WELCOME to our weekly feature where we look back at the pictures that made the headlines this week.

As Easter approaches youngsters from the Stepping Stones nursery in Stowmarket have been nurturing baby chicks hatched as part of an education project and also Sidegate Lane Nursing Home took delivery of 12 eggs as part of a Living Eggs Experience so the residents could watch them hatch and then handle the newborn chicks.

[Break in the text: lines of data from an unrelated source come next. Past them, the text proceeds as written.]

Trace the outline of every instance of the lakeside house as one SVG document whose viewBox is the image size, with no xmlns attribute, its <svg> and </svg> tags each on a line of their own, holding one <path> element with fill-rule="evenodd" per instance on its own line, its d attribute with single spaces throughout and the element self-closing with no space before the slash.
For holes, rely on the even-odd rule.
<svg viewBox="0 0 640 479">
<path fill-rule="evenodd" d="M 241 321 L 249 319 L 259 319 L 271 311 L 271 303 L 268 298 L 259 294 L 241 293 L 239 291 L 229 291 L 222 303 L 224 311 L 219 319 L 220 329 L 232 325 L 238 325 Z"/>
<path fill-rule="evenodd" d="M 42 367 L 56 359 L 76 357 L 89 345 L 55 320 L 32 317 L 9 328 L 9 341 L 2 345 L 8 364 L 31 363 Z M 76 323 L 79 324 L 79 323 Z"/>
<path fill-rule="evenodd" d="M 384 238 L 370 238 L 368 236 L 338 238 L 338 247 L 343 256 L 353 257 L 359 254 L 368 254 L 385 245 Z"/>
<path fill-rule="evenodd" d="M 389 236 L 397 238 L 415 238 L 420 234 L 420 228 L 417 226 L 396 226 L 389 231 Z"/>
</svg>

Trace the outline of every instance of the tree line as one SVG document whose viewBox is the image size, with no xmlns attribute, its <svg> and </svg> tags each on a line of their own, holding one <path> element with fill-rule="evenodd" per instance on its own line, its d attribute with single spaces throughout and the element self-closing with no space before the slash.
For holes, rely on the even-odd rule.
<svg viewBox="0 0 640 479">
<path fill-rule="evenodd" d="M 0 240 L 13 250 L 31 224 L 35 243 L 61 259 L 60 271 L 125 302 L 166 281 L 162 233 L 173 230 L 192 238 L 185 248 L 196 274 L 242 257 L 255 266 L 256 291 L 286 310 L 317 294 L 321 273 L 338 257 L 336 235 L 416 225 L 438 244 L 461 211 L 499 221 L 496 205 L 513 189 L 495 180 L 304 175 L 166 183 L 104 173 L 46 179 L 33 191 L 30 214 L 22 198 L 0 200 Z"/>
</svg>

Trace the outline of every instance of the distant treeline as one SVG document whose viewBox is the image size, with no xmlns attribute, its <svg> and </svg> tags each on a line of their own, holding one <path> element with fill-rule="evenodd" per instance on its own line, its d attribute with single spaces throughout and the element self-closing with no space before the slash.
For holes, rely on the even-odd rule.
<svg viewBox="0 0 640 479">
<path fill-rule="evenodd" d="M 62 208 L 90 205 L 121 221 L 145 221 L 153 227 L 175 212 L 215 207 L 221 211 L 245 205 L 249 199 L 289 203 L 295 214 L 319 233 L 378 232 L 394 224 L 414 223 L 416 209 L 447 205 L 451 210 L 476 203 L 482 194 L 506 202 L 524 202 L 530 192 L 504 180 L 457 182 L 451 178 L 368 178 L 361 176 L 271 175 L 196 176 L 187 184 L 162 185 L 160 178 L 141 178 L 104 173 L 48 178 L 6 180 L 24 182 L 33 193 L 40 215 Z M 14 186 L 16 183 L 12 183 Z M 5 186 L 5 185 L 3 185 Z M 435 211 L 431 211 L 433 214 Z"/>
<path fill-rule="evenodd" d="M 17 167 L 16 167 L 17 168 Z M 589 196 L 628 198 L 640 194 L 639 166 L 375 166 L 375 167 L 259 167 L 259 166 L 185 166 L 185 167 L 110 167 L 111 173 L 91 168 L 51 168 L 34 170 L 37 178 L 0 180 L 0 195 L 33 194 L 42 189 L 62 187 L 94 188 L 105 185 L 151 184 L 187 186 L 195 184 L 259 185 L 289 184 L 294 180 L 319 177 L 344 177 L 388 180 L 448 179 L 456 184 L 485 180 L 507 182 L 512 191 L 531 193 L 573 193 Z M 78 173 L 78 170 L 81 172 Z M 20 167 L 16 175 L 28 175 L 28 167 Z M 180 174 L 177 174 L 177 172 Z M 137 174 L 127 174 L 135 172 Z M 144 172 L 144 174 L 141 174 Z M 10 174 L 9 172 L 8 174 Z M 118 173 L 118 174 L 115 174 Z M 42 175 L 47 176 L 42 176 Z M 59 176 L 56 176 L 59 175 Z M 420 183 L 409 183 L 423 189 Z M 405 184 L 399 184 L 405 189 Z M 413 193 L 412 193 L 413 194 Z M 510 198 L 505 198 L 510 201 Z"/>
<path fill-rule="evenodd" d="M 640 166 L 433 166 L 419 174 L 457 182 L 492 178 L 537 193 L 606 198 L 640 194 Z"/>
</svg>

People have been very busy helping charities this week as almost every business in Framlingham volunteered to join in and get staff to wear colourful, silly or just plain garish ties in order to raise cash on Red Nose Day and theatre staff and volunteers donned an array of comedy ties to support the Comic Relief cause. The team at the Theatre Royal, in Bury St Edmunds, got behind BBC Radio Suffolk’s Comedy Ties appeal to help raise money for Red Nose Day. There was a also burlesque dance event that helped to raise more than £2,500 for a Suffolk hospice at a charity party.

Pupils from Worlingworth Primary School, near Framlingham, dressed to impress for World Book Day last Friday. Parents also came in to read their favourite stories to the children and Year 10 students at Debenham High School have been improving road safety by selling reflective kits to youngsters to use on the roads when they travel to and from school.

There was amazement and joy for students at King Edward VI Schol, Bury St Edmunds, as they had a science lesson with a difference after an Apache helicopter landed on its playing fields and other students at Finborough School, in Stowmarket, were given a tour of the Red Bull Formula One factory in Milton Keynes.

A total of 60 Suffolk primary schools were took part in The Young Art East Anglia exhibition, with hundreds of pupils submitting work along the theme of “magical moment” and a magical moment of a different kind happened as the cap on Burwell’s historic mill was hoisted off by crane yesterday as part of an £420,000 restoration project funded by the Heritage Lottery Fund.

Walkers have been taken on a journey back in time to the Victorian era as The themed “Victorian Gaiters” stroll around Sudbury on Saturday was led by professional guides in full period costume.

In our last story to be covered here, Jack Bayes, has overcome a disability and outdone his competition to become a martial arts champion. The Benjamin Britten High School pupil saw off tough rivals to win two trophies at a karate tournament, less than a year after taking up the martial art.